It has been widely-publicised that the Companies Act 2006 is the largest piece of legislation ever passed by Parliament. It runs to 1,300 sections and 16 Schedules. Besides that, delegated legislation in the form of statutory instruments under which provisions are brought into force and regulations made will continue to expand the total of this giant.

Here we look at one small area which may help to companies and actually save them some money rather than merely adding to the burden of compliance: two-way electronic communication with shareholders.

Under the old Companies Act 1985, although companies could send some documents to members electronically - accounts and meeting notices, for example - it was optional. The intention under the Companies Act 2006 is to make electronic communication with members the default position.

Since the provisions came into force on 20 January this year companies have been encouraging their shareholders to agree to this which will save them paper, printing and distribution costs. This will bring shareholder communications into line with filing of tax returns and most documents at Companies House where e-filing is now commonplace.

Communication to members

A company can continue to use any existing authority for e-communication. Otherwise, it will be necessary to procure the passing of a shareholder resolution or amend the articles. A report as of 8 October this year on the trend among listed companies indicates that there is a preference towards the latter route. Listed companies (excluding AIM) must adopt the new regime by means of a general meeting. Other companies have the option of writing to their members on an individual basis.

Successful implementation will enable a company to notify its members via e-mail and/or its website. Members who do not reply objecting to the changes within 28 days of notification can be deemed to have consented. Inevitably there is scope for an awkward shareholder to agree for information via the website but not via e-mail in which case the company must continue to notify by hard copy the postings on its website.

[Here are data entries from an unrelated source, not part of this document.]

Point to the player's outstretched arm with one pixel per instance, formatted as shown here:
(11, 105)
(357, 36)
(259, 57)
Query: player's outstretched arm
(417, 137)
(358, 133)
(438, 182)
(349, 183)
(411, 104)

Communication from members

If it provides an electronic address a company can receive e-communications from its members. in response to notices of meetings or invitations to appoint proxies. It will also need to consider what security measures are prudent to verify the identity of its members.

Conclusion

In addition to the above, listed (not AIM) companies must also comply with Chapter 6 of the Financial Service Authority's Disclosure Rules and Transparency Rules sourcebook full details of which are downloadable at http://www.fsa.gov.uk/pubs/hb-releases/rel64/rel64dtr.pdf

One of the more commercially attractive aspects of the new communications regime must surely be that a company can now seriously encourage its members to look at its website and vaunt the benefits of its business.